Annus horribilis en revanche pour le bulot. Malgré des prix de vente record, le gastéropode inquiète grandement pour sa filière de pêche, voire même pour la survie de l’espèce. La forte sécheresse de l’été 2022 et ses chaleurs inédites ont décimé l’animal. L’an dernier, la criée de Granville a vu ses quantités de bulots capturés fortement chuter, elle qui est pourtant la première de France sur ce secteur. En août 2022, 14 tonnes du coquillage ont été débarquées, contre 62 tonnes l’année précédente ! Si la quantité globale en 2022 sur les criées normandes ne reflète pas une chute spectaculaire (2 808 tonnes en 2022, contre 3 170 tonnes en 2021), elle inquiète tout de même. « Que le bulot perde 15 % sur une année c’est déjà beaucoup, surtout après une année précédente qui n’était pas fastueuse, analyse Arnauld Manner, directeur de Normandie Fraîcheur Mer. Depuis 2019, nous sommes sur une baisse de l’ordre de 40 %, en incluant le hors criée. » Étonnamment, la rareté du mollusque a fait grimper son prix de vente en flèche, au point qu’il a dépassé celui de la coquille Saint-Jacques ! Si ce tarif a soulagé l’ensemble de la filière, de nouveaux quotas ont été mis en place pour sauvegarder l’espèce car même son taux de chair a baissé. « Il y a de réelles craintes car les répercussions de l’été 2022 se verront dans 4 ans, continue Arnauld Manner. Si de telles années s’enchaînent, c’est toute la filière qui peut être remise en cause, des pêcheurs jusqu’aux transformateurs qui les cuisent. » Au vu des problématiques que rencontre la production de moules au large de Granville, les problèmes des produits de la mer normands semblent se concentrer autour de la cité corsaire…

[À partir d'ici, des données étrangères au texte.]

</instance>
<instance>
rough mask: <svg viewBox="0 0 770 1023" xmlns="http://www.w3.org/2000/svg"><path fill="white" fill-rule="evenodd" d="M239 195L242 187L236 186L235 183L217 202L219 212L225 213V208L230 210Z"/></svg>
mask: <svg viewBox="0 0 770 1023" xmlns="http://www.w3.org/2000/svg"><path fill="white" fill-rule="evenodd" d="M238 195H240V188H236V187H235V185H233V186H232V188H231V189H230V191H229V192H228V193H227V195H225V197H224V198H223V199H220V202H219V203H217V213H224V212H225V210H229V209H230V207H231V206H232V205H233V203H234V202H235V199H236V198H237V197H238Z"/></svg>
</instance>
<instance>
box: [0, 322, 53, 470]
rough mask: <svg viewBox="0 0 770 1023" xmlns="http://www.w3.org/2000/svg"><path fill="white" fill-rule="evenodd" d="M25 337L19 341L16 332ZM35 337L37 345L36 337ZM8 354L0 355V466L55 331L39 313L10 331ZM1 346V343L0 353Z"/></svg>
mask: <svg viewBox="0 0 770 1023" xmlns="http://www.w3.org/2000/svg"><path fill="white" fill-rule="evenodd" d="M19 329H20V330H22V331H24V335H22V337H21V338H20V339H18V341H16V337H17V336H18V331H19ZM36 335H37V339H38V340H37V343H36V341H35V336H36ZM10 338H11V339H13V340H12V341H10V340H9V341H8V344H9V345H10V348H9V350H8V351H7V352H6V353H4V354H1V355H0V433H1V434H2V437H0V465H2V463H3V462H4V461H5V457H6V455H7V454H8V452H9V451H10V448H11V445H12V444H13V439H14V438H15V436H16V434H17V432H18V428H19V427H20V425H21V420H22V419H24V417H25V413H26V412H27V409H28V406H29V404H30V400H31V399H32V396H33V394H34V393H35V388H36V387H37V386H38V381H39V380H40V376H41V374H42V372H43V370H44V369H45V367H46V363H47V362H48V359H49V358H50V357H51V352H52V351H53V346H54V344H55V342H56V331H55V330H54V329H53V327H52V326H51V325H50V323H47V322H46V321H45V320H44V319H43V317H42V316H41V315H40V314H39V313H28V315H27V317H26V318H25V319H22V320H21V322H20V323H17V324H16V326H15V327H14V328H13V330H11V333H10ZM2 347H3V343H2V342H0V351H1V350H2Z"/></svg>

Plus globalement, du côté des poissons normands les prix ont été soutenus tout au long de l’année, à l’image du marché mondial. Si le Brexit a semblé dans un premier temps digéré, le Royaume-Uni paraît avoir des problèmes de logistique persistants à la frontière et cela doit avoir un impact sur sa capacité à exporter en Europe et surtout en France. Quant au plan de sortie de flotte qui saigne d’autres régions comme la Bretagne, la Normandie est globalement épargnée en raison de la taille moyenne de ses 600 bateaux de pêche artisanale, essentiellement inférieure à 16 mètres. Parmi les 80 espèces différentes pêchées dans la région, deux d’entre elles ont une évolution notable en 2022 : les céphalopodes et les homards. Pour la première catégorie, les captures d’encornets et de seiches ont par exemple plus que doublé en un an, en chiffres criées. « Pendant leur cycle de vie fort, il y a pour ces espèces un phénomène de pêche intensifiée, détaille Arnauld Manner. Ensuite, les volumes diminuent et les bateaux s’en désintéressent, ce qui permet au céphalopode de reconstituer son stock. » Pour le homard, depuis trois ans les volumes pêchés ont augmenté d’environ 15 %, avec un prix moyen très haut (28 euros en criée). « En Normandie, depuis que nous avons obtenu le label MSC, la dynamique est réelle, se félicite Arnauld Manner. Cela peut s’expliquer en grande partie par le Brexit, ajouté à des coûts de transport à l’échelle internationale de plus en plus importants. Cela crée donc un effet d’entraînement pour les produits français », conclut-il.